La SARL Bières et Plaisirs fait valoir que :

- le concept de distribution de la société Pôle Cervoiserie, n'est pas unique, à cet égard elle se prévaut de l'exemple de l'enseigne " V and B " née en 2001, antérieurement à la création de la Cervoiserie, qui compte plus de 100 franchisés et a développé un concept approchant de celui de la Cervoiserie. (Au fronton du magasin une enseigne marquée " V&B Cave et bar " avec deux logos une capsule et un bouchon; support marketing un véhicule utilitaire aux couleurs de l'enseigne, distribution de plus de 300 références de bières et autant de vins, location de tireuses à bières et les locaux ressemblent à ceux de " La Cervoiserie " ;

- son propre concept est éloigné de celui de la Cervoiserie, le franchiseur, Cervoiserie exige du franchisé un local de 300 m2 minimum avec plus de 300 références de bières, la consommation se faisant debout, alors qu'elle-même ne dispose que de 200 m2 de surface, 200 références de bières, elle précise que sa tireuse à bière cuivrée alambiquée n'est pas identique à celle de la Cervoiserie, n'a pas été copiée puisqu'elle est distribuée sur catalogue en vente libre par la société Lenne Création.

- le préjudice invoqué par l'appelante n'est nullement établi ne reposant que sur des extrapolations des chiffres d'autres franchisés.

L'ordonnance de clôture est intervenue le 20 décembre 2016 ;

Motifs de la décision

Sur le parasitisme

La SARL Pôle Cervoiserie reproche essentiellement à Mme H. et M. B. d'avoir utilisé les documents fournis dans le cadre de leurs contacts avancés en vue de conclure un contrat de franchise pour créer leur propre magasin sur la zone qui leur était dévolue par les pourparlers en vue de la conclusion du contrat de franchise et d'avoir commis en cela des actes de parasitisme.

Le parasitisme se définit comme le fait pour un opérateur économique, de se placer dans le sillage d'une entreprise en profitant indûment des investissements consentis ou de sa notoriété, ces actes résultent d'un ensemble d'éléments appréciés dans leur globalité et ce à la différence de la concurrence déloyale qui elle ne peut pas seulement résulter d'un faisceau de présomptions.

Il convient donc d'analyser les conditions des contacts pris entre le franchisseur et les candidats à la franchise ceci avec examen et rapprochement des éléments contenus dans les documents remis aux candidats à la franchise, il sera aussi tenu compte des constats d'huissier réalisés à la requête de la SARL Pôle Cervoiserie sur les deux magasins celui de la Rochelle gérée par le franchisseur et celui de Challans commerce créé par Mme H. et M. B. et ce afin de rechercher le faisceau d'éléments pouvant constituer le parasitisme reproché par l'appelante.

Il est établi par les pièces versées aux débats les éléments suivants :

Mme H. et M. B. ont signé le 24 octobre 2011, en apposant la formule " lu et approuvé selon toutes les conditions définies aux présentes " le contrat de réservation manifestant leur souhait de devenir franchisés de la Cervoiserie Bières Précieuses.

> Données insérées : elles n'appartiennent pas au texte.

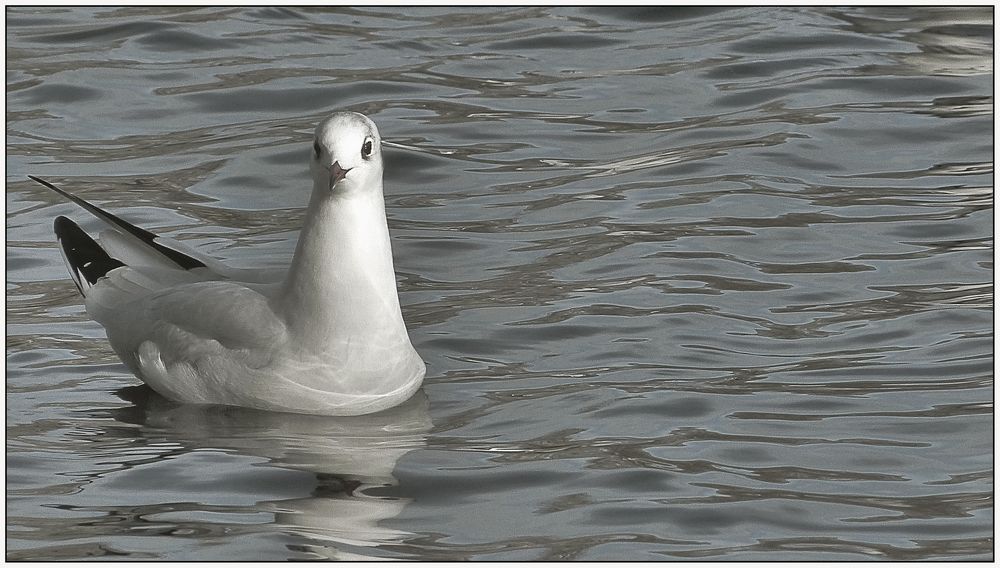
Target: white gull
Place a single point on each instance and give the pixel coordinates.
(328, 338)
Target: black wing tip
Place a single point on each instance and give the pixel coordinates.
(180, 259)
(86, 260)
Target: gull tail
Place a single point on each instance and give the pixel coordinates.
(146, 243)
(86, 260)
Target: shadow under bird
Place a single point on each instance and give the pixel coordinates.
(327, 337)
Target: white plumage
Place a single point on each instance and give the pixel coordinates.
(327, 338)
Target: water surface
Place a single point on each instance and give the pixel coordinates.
(690, 283)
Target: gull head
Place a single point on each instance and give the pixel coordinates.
(347, 154)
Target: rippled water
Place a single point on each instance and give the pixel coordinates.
(690, 284)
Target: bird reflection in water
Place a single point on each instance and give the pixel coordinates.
(347, 456)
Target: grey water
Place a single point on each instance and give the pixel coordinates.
(691, 284)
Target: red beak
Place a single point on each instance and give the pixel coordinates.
(337, 173)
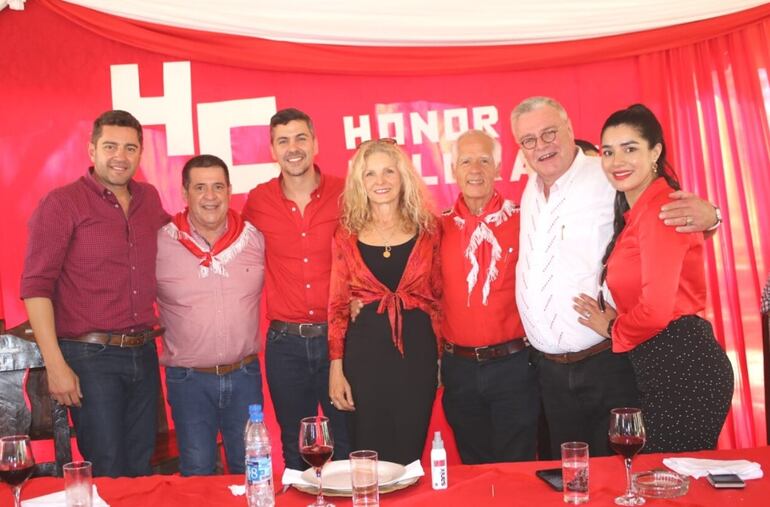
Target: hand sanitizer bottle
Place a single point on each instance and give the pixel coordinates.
(438, 462)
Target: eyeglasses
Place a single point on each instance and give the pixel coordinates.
(530, 142)
(386, 140)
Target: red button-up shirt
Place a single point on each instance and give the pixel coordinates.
(297, 247)
(655, 274)
(96, 265)
(469, 321)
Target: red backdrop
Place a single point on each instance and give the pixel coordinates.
(61, 66)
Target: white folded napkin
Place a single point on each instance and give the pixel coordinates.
(698, 468)
(291, 477)
(58, 499)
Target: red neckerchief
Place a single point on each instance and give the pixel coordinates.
(235, 225)
(480, 246)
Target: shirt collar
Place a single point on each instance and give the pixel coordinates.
(92, 183)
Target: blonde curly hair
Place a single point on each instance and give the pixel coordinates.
(416, 205)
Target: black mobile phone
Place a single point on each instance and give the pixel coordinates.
(721, 481)
(553, 477)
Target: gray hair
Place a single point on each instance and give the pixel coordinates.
(497, 149)
(532, 103)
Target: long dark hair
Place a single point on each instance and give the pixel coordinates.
(640, 118)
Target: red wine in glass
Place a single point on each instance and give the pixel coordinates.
(316, 446)
(625, 445)
(14, 476)
(317, 455)
(627, 436)
(16, 463)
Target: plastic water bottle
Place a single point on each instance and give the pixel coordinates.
(259, 465)
(438, 471)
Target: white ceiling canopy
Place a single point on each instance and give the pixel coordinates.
(421, 22)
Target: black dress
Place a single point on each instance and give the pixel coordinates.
(393, 395)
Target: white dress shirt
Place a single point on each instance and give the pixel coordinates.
(562, 242)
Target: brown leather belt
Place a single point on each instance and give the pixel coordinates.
(224, 369)
(305, 330)
(119, 339)
(574, 357)
(488, 352)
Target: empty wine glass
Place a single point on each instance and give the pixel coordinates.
(16, 463)
(316, 446)
(627, 438)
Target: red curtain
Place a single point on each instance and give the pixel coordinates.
(714, 97)
(279, 56)
(707, 81)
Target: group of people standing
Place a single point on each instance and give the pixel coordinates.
(582, 298)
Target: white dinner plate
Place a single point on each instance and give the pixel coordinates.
(336, 474)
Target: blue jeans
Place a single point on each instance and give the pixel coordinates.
(298, 378)
(204, 404)
(117, 422)
(492, 407)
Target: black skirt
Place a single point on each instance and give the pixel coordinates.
(393, 395)
(686, 385)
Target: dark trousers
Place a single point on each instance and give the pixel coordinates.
(297, 371)
(492, 407)
(578, 397)
(204, 404)
(117, 422)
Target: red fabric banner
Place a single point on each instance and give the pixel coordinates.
(62, 65)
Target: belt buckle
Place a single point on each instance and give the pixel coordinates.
(478, 356)
(305, 324)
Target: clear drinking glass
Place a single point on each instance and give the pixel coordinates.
(16, 463)
(316, 446)
(627, 438)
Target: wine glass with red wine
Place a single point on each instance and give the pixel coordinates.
(316, 446)
(627, 438)
(16, 463)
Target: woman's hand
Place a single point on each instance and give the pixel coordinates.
(592, 316)
(339, 389)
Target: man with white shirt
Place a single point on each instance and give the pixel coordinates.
(210, 269)
(566, 222)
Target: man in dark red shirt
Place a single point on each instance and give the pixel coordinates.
(89, 288)
(297, 213)
(490, 390)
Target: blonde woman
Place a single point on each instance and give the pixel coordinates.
(385, 254)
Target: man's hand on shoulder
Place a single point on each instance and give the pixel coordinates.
(688, 212)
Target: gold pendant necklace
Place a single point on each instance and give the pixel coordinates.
(386, 252)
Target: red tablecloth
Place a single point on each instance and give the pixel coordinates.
(514, 484)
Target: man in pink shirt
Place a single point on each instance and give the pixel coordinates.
(210, 269)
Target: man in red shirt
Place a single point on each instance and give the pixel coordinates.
(490, 389)
(297, 213)
(89, 288)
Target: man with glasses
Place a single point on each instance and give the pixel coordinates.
(297, 213)
(566, 222)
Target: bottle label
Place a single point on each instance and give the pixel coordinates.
(258, 469)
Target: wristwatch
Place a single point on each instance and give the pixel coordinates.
(718, 213)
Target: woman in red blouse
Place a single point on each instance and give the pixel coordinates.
(656, 277)
(385, 254)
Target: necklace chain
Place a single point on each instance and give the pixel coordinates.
(386, 252)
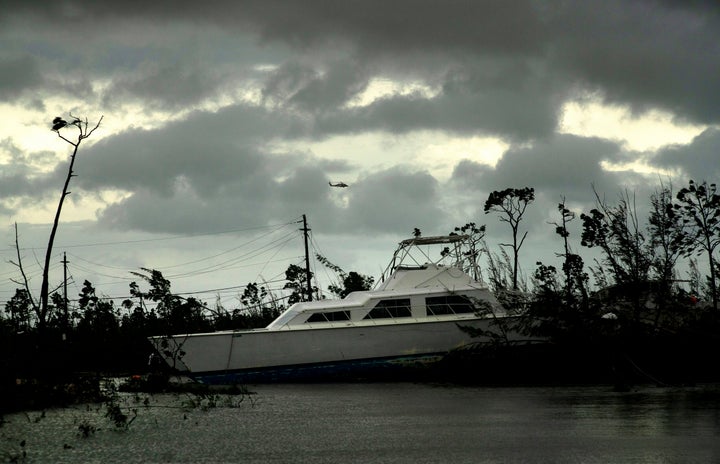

Ce document contient en son article 2 une clause de confidentialité, en son article 3 l'interdiction pour les candidats " de développer à titre personnel à quelque titre que ce soit les connaissances acquises et les informations mises à leur disposition et réitérer le savoir-faire de M. B. et de la Cervoiserie " en son article 4, en contrepartie de cet engagement des futurs franchisés M. B. " s'interdit de rechercher tout autre postulant dans la zone définie ". (Pièce n° 5 appelante).

Le 24 octobre 2011 Mme H. et M. B. ont également signé un document intitulé " Déclaration du Candidat franchisé " dans lequel ils reconnaissent la remise du document pré-contractuel et le contrat de franchise et s'engagent " outre le respect de la confidentialité la plus totale, comme indiqué ci-dessus à restituer ce document s'ils n'entendent pas donner suite au projet, au plus tard à l'issue d'un délai de 21 jours à compter de la date des présentes. " (Infra pièce 14 appelante)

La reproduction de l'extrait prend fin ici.